Class of 2016
After retiring to St. Petersburg, Chrissy Jackson ’16 had a long career behind her, four grown children, several successful business ventures, and an exciting retirement stretched out ahead.
It was a full life.
But then, in 2010, Jackson and her husband joined ASPEC, the Academy of Senior Professionals at Eckerd College. She became a “discussant colleague,” volunteering to assist Eckerd professors in the classroom. After one class with Professor of Physics Harry Ellis (now retired), Jackson realized the possibility offered by education didn’t have to be an opportunity that had passed her by.
“I was so impressed with his learning and his knowledge in so many different areas, and the way he could convey that to students—the excitement in the classroom that I got to experience.” she says. “That’s when I decided, I can do this.”
Chrissy Jackson with her five children, Jody, Charity, Richard, Tina and Jason (left to right)
Jackson enrolled in PEL, the Eckerd College Program for Experienced Learners, a night-class and weekends bachelor’s degree program geared toward older students with careers. She was among the final years of PEL students to graduate, as the program was discontinued beginning in 2016, the year she graduated with a degree in organizational studies.
She didn’t stop there. Now at 72, she is a recent master’s graduate and is working on coursework for a doctorate in business administration. She recently spoke at the Commencement for Western Governors University, where her daughter, Jody, and granddaughter Asya were also receiving master’s degrees.
“Education has broadened my horizons,” Jackson says. “I have learned a lot more theory about why things are done the way they’re done. I think it has enhanced my critical skills in terms of solving problems and thinking through situations.”
Jackson says her experience with PEL was the springboard to her love of higher education. She has remained involved with Eckerd and with ASPEC, where she currently serves as the elected president of the organization. She believes she and her fellow PEL students had an enhanced ability to see the big picture of how classes would benefit, and be applicable to, their lives.
“The camaraderie that’s developed in the classes in PEL is no different from the camaraderie that the undergraduate students develop now,” she says. “The maturity that came with us as a PEL student just made all the difference in the world.”
She graduated with a 4.0, even after choosing to take a particularly difficult residential student course—an introductory Arabic class—with a friend in PEL for fun. She now calls Professor Qays Majeed her favorite teacher during her time at Eckerd, recalling how they would open class by singing the Arabic alphabet song.
“It was a real eye-opening experience for me—hey, I can really learn something this hard at this age and do well,” she says.
Even prior to her experiences in the world of formal education, Jackson was no stranger to learning or teaching.
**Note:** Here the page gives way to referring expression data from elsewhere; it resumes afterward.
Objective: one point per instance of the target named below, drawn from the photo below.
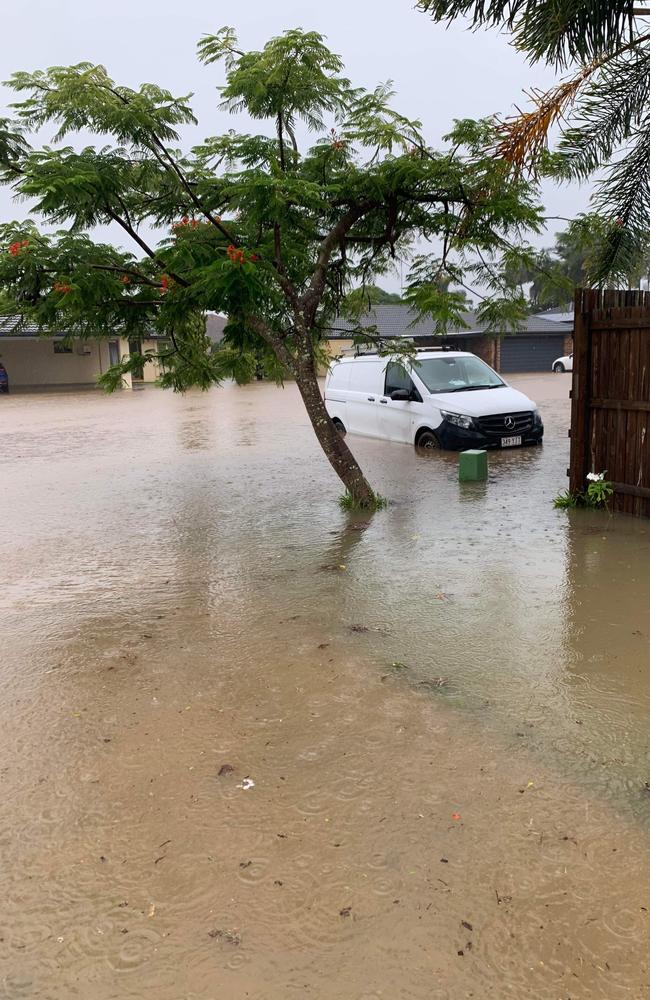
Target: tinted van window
(398, 378)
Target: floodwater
(254, 747)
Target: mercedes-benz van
(439, 399)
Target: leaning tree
(272, 230)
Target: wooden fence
(610, 409)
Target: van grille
(505, 424)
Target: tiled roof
(12, 326)
(400, 321)
(8, 328)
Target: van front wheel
(427, 439)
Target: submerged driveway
(252, 746)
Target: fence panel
(610, 408)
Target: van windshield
(459, 374)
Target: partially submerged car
(439, 399)
(564, 364)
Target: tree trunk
(340, 457)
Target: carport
(531, 352)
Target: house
(37, 361)
(534, 347)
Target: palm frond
(555, 31)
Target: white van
(440, 399)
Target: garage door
(530, 354)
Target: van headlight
(459, 419)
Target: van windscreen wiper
(471, 388)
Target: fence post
(580, 390)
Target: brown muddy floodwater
(216, 782)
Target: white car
(440, 399)
(563, 364)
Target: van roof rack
(358, 352)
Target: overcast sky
(439, 74)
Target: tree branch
(144, 246)
(276, 343)
(310, 300)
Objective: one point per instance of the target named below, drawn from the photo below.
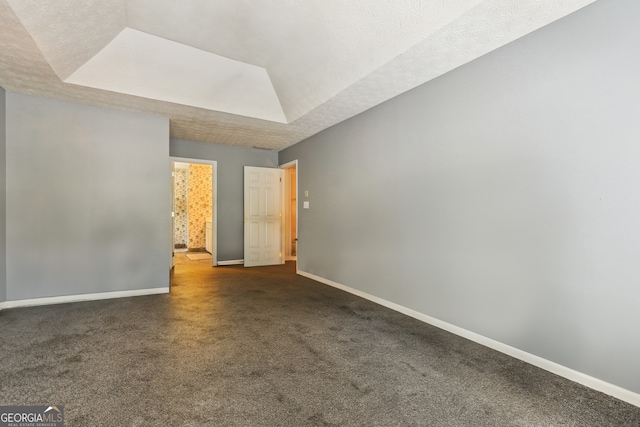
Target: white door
(173, 213)
(262, 216)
During her long career in property management for manufactured home communities, she wrote monthly articles for five trade magazines, wrote 39 property management handbooks, and has revised the accreditation textbook and course for the community manager designation.
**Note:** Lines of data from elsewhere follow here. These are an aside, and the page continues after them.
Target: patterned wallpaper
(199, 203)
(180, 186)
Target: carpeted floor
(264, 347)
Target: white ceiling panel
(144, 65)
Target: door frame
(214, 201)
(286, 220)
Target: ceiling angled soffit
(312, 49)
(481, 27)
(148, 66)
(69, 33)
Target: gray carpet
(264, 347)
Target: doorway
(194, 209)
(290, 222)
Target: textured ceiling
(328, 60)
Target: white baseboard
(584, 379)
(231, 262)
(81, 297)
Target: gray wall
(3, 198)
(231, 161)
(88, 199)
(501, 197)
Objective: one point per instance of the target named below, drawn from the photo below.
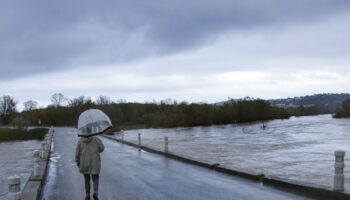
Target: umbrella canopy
(93, 122)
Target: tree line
(166, 113)
(344, 111)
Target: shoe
(95, 196)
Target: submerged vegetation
(22, 134)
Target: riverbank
(7, 134)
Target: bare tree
(7, 108)
(81, 100)
(103, 100)
(30, 105)
(57, 99)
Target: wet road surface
(128, 173)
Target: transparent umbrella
(93, 122)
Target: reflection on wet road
(128, 173)
(299, 148)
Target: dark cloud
(42, 36)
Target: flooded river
(300, 148)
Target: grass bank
(7, 135)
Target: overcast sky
(192, 50)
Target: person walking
(87, 157)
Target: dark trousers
(94, 178)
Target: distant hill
(327, 102)
(323, 103)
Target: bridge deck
(128, 173)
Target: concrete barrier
(313, 191)
(33, 188)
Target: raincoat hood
(93, 122)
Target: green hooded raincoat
(87, 155)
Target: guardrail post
(166, 143)
(339, 170)
(36, 154)
(36, 167)
(139, 139)
(14, 183)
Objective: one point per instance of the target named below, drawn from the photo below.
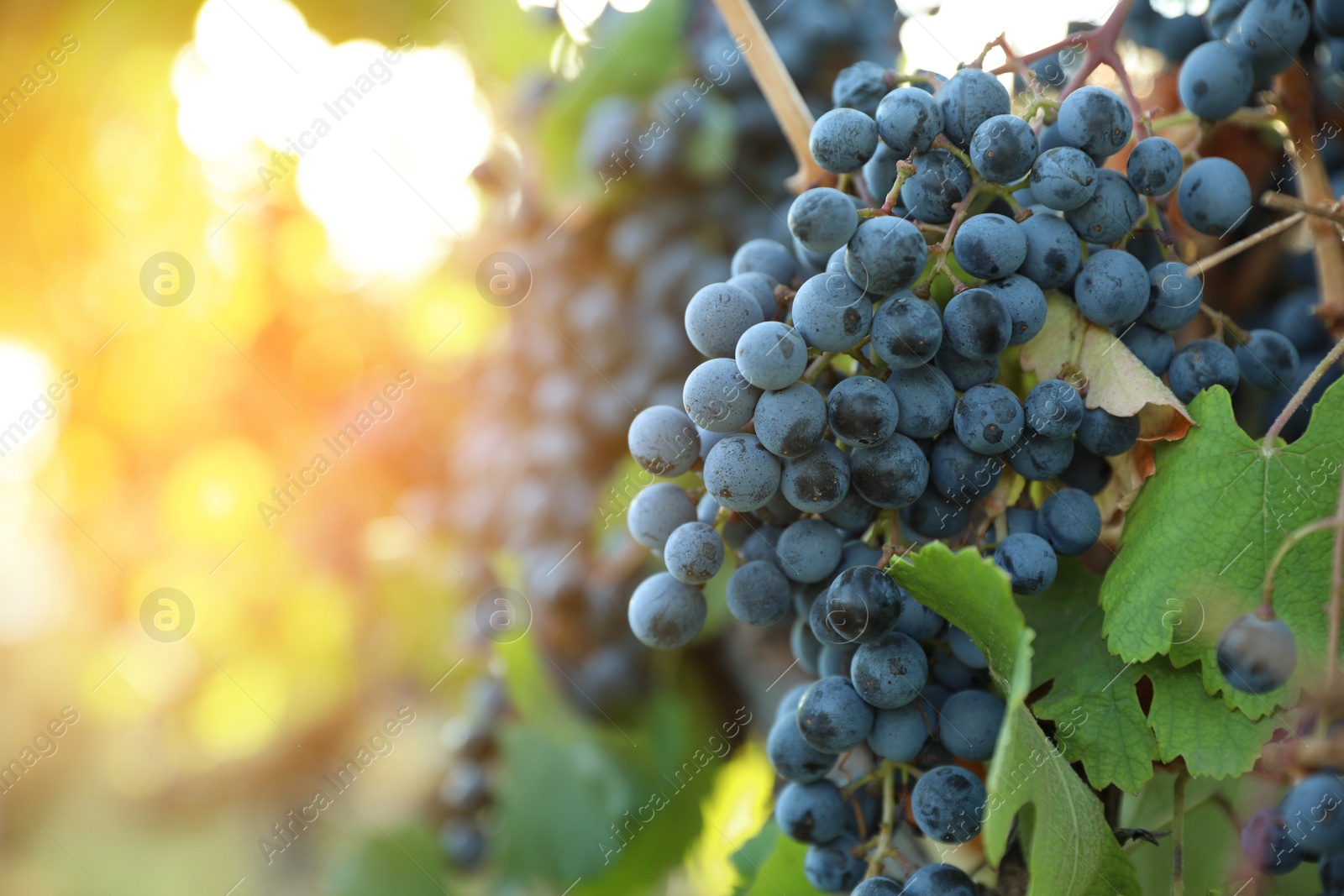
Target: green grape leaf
(407, 862)
(1093, 703)
(1202, 532)
(781, 871)
(1189, 723)
(632, 56)
(1070, 848)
She also was familiar with paving her own path, not as the oldest student but as a member of the first generation of women to advance in the corporate world.
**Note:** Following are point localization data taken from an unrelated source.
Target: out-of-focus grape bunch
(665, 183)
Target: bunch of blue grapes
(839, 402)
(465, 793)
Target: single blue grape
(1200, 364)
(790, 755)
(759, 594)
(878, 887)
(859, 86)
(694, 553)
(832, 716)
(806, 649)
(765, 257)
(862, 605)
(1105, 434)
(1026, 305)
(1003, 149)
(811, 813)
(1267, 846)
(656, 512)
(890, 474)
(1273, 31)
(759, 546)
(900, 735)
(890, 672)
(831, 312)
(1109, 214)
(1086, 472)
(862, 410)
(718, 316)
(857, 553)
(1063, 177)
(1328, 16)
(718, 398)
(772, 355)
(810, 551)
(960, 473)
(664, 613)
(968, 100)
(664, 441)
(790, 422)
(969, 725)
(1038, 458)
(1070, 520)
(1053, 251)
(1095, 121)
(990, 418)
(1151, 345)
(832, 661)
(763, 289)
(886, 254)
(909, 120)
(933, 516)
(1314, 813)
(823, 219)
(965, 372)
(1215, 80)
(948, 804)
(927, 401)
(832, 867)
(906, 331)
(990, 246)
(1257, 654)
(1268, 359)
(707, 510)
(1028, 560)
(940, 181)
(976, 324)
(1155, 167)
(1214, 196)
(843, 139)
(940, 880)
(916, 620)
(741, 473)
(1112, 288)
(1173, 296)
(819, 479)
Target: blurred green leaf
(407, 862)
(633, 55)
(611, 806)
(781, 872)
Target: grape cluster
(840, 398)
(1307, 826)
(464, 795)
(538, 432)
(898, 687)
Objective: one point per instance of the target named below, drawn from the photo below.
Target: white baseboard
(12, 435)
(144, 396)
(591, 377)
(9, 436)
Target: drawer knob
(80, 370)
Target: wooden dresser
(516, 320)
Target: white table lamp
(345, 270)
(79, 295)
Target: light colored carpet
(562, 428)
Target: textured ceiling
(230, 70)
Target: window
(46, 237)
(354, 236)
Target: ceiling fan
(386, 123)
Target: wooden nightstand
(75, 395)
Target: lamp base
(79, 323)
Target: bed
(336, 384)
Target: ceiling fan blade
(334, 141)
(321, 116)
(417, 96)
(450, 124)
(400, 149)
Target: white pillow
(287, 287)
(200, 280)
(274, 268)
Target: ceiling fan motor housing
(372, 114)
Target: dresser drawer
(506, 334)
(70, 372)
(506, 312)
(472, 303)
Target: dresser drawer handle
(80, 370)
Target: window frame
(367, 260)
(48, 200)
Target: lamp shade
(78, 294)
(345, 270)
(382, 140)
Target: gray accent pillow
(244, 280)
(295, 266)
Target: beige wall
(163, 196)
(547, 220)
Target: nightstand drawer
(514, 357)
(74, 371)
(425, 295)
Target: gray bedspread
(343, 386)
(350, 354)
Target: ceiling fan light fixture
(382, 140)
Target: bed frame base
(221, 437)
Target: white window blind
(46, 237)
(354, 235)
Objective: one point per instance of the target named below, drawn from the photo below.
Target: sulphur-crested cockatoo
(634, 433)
“At the time, the culture for women, especially for women who were beginning to break the glass ceiling, was very intimidating,” she says, remembering a time when she attended a corporate meeting as a vice president on the executive floor and had to go down three floors to find a women’s bathroom. Once her division began to generate $21 million in profit annually, she says, attitudes began to change.
While she never let her lack of higher education hold her back, Jackson says she is proud to be an example now for her five children, 23 grandchildren, and 14 (and counting) great-grandchildren.
“I want to show my children and my grandchildren that higher education will benefit them,” she says. Many of her children have recently gone on to obtain their master’s degrees. “While it’s never too late to get an education, doing it sooner makes a big difference.”